O deputado Tony Garcia, líder do PPB, apresentou ontem à mesa executiva da Assembléia Legislativa documentos revelando uma transação com títulos comprados pela Copel do governo do Espírito Santo, por preço que seria maior do que os praticados pelo mercado. De acordo com Garcia, o valor nominal dos ‘‘títulos podres’’ é de R$ 44 milhões, mas a Copel pagou R$ 25 milhões (deságio inferior a 50%). Entretanto, considerado o deságio de mercado, os precatórios poderiam ter sido adquiridos por até R$ 10 ou R$ 12 milhões, calculou.
O deputado sustenta que a operação foi feita junto ao Banco do Brasil, em 2 de janeiro deste ano, com o objetivo de pagar dívidas com o Programa de Recuperação Fiscal (Refis) do Governo Federal. ‘‘Essa operação tinha sido oferecida ao Giovani Gionédis (ex-secretário de Fazenda) no ano passado e ele rejeitou por considerá-la imoral’’, criticou o pepebista.
O presidente da Copel, Ingo Hubert, rebateu.
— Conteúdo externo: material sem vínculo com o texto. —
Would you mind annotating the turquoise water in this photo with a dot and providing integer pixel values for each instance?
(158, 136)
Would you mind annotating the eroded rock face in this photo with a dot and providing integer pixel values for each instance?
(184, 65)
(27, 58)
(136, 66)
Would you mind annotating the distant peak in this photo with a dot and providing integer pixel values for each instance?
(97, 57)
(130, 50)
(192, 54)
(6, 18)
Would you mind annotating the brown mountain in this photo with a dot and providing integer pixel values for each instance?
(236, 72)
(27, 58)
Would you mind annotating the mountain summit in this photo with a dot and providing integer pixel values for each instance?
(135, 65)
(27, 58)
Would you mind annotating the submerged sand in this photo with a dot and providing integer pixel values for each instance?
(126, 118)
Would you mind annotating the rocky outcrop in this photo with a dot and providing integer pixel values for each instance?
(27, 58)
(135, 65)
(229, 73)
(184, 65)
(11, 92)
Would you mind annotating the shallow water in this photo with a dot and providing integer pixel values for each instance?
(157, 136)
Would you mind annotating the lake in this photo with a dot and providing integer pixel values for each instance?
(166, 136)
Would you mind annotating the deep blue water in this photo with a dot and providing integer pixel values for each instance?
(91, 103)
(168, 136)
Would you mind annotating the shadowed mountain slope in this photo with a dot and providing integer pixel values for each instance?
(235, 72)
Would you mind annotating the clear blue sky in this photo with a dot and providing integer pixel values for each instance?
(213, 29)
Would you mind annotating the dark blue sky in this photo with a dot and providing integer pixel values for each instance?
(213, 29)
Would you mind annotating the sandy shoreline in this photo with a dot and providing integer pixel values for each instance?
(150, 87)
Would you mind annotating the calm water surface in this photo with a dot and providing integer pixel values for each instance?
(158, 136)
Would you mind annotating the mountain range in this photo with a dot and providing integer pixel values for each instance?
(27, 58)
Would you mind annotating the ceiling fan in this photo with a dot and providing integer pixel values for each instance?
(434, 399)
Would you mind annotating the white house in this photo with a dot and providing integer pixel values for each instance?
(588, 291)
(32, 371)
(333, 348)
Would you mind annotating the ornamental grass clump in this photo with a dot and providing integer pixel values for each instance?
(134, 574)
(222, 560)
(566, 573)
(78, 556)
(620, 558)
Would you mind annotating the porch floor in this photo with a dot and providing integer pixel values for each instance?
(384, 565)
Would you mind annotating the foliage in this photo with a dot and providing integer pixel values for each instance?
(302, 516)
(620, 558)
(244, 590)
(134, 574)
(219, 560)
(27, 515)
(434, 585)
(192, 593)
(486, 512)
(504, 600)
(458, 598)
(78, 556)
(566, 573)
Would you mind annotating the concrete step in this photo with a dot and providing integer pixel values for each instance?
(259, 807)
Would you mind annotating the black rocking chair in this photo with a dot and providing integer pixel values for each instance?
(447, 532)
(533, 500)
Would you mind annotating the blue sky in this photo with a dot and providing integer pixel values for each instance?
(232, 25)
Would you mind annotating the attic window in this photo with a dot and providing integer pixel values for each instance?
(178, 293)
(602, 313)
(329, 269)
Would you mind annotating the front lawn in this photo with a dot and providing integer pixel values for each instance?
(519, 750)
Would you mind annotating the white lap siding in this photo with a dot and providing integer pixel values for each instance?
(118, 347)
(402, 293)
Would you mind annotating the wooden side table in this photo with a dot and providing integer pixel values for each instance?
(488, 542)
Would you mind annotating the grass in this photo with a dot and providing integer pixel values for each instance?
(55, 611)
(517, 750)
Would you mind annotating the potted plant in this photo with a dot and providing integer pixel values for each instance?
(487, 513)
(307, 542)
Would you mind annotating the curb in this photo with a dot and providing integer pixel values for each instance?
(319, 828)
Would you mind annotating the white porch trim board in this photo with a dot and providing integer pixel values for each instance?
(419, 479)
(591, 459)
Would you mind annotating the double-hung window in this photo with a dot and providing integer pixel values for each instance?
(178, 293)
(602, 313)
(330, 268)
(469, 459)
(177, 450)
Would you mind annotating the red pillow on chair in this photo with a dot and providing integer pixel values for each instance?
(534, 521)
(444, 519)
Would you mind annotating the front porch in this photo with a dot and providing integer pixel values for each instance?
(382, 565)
Disse que a empresa não realiza operações ilícitas e que ‘‘quem passou esses documentos ao deputado só pode ter intenções duvidosas’’. O presidente da Copel classificou a iniciativa de Garcia como ‘‘leviandade’’.
Ele disse que a operação foi feita para pagar dívidas com o Instituto Nacional do Seguro Social (INSS) e vai gerar lucro de R$ 58 milhões à companhia de energia. ‘‘Isso não tem nada de obscuro e foi inclusive publicado no balanço da empresa. A Copel só vai pagar esse valor no dia em que for realizado o lucro de R$ 58 milhões’’.
Além da denúncia apresentada pelo líder do PPB, a sessão especial foi movimentada, com ataques mútuos entre situação e oposição. O líder do governo, Durval Amaral (PFL), usou como respaldo o Regimento Interno da Casa para impedir que Hubert falasse sobre a compra de 45% das ações da Sercomtel S.A. (a empresa telefônica de Londrina). O governista considerou que o assunto ‘‘não tinha a ver’’ com o objetivo da convocação de Hubert – falar sobre a privatização. O regimento prevê que o assunto não pode ser mudado no meio da sessão. (M.D.)